With a conventional structure, guided by the talking heads of the interviewees and archival images from newsreels, films and home records, the film nevertheless manages to touch the fibers of every viewer who has walked the 4,500 square meters that Thays Park today occupies. . Domínguez draws on the memories of former workers, fans, collectors and simple visitors to the Italpark to reconstruct a story that begins in 1960, when the celebrations of the sesquicentennial of the May Revolution were the excuse for the Zanons to present a handful of mechanical games, there close to the intersection of Avenida del Libertador and Callao. The chronological review of the rise, heyday, decline and death of the park is intertwined with the description of some of its most unforgettable rides, such as the Super 8 Volante roller coaster (the “old one”, as it used to be called), the horror ride known as The Ghost Grottoes, the Super Monza bumper cars or the Astroliner X-10 space simulator.

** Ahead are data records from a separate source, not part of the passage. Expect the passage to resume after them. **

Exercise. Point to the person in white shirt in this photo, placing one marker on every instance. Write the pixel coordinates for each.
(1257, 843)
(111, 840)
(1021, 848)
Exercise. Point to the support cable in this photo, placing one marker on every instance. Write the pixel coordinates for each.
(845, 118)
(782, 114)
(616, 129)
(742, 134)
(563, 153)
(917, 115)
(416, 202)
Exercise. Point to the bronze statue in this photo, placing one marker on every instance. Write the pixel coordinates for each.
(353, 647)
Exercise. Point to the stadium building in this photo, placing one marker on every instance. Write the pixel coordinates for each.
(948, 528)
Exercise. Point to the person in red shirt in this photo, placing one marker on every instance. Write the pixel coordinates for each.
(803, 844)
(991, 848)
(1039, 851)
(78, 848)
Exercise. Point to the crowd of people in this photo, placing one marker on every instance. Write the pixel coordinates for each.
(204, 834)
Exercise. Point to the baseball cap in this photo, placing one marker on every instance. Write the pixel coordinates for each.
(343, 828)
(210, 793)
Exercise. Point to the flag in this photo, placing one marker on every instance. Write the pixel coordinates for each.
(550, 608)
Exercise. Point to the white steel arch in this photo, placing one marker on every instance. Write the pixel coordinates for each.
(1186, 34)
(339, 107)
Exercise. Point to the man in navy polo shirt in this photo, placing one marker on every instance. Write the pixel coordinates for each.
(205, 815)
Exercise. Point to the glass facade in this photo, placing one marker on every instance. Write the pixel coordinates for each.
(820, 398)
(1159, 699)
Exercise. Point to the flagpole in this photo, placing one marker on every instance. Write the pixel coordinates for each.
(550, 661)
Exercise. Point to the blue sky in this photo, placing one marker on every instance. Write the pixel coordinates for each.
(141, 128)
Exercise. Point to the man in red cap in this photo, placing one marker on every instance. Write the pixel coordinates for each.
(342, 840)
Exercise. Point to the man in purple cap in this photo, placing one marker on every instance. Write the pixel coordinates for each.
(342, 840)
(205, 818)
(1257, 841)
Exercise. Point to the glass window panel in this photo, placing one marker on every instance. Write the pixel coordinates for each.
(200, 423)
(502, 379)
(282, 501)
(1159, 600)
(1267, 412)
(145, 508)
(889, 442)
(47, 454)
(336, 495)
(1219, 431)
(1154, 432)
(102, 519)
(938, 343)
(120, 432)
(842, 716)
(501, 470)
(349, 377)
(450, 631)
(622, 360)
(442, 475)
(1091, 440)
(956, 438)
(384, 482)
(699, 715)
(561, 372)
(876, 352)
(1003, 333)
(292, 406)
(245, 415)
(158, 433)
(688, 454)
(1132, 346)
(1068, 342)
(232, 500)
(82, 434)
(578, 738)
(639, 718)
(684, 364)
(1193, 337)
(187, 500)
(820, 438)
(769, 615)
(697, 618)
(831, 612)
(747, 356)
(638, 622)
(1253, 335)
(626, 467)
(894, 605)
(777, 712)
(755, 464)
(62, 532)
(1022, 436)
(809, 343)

While period images, whether in Super-8 or video, proudly display a ride on the cable car or record the first ride of a little girl on the Dumbo aerial carousel, in the present the vestiges of the games are sought and pampered by collectors, ghosts that evoke the magic and fantasy of the past. The one of Italpark, the film, is a journey down the paths of memory, endearing to anyone who has visited the place during their childhood. The last scene, moving to the point of tears, accompanies a former worker as he walks on the grass of the current tree-lined park and describes the sensation of hearing the noise of the attractions of yesteryear, sound spectrums of a place and a time that it is almost impossible not to idealize.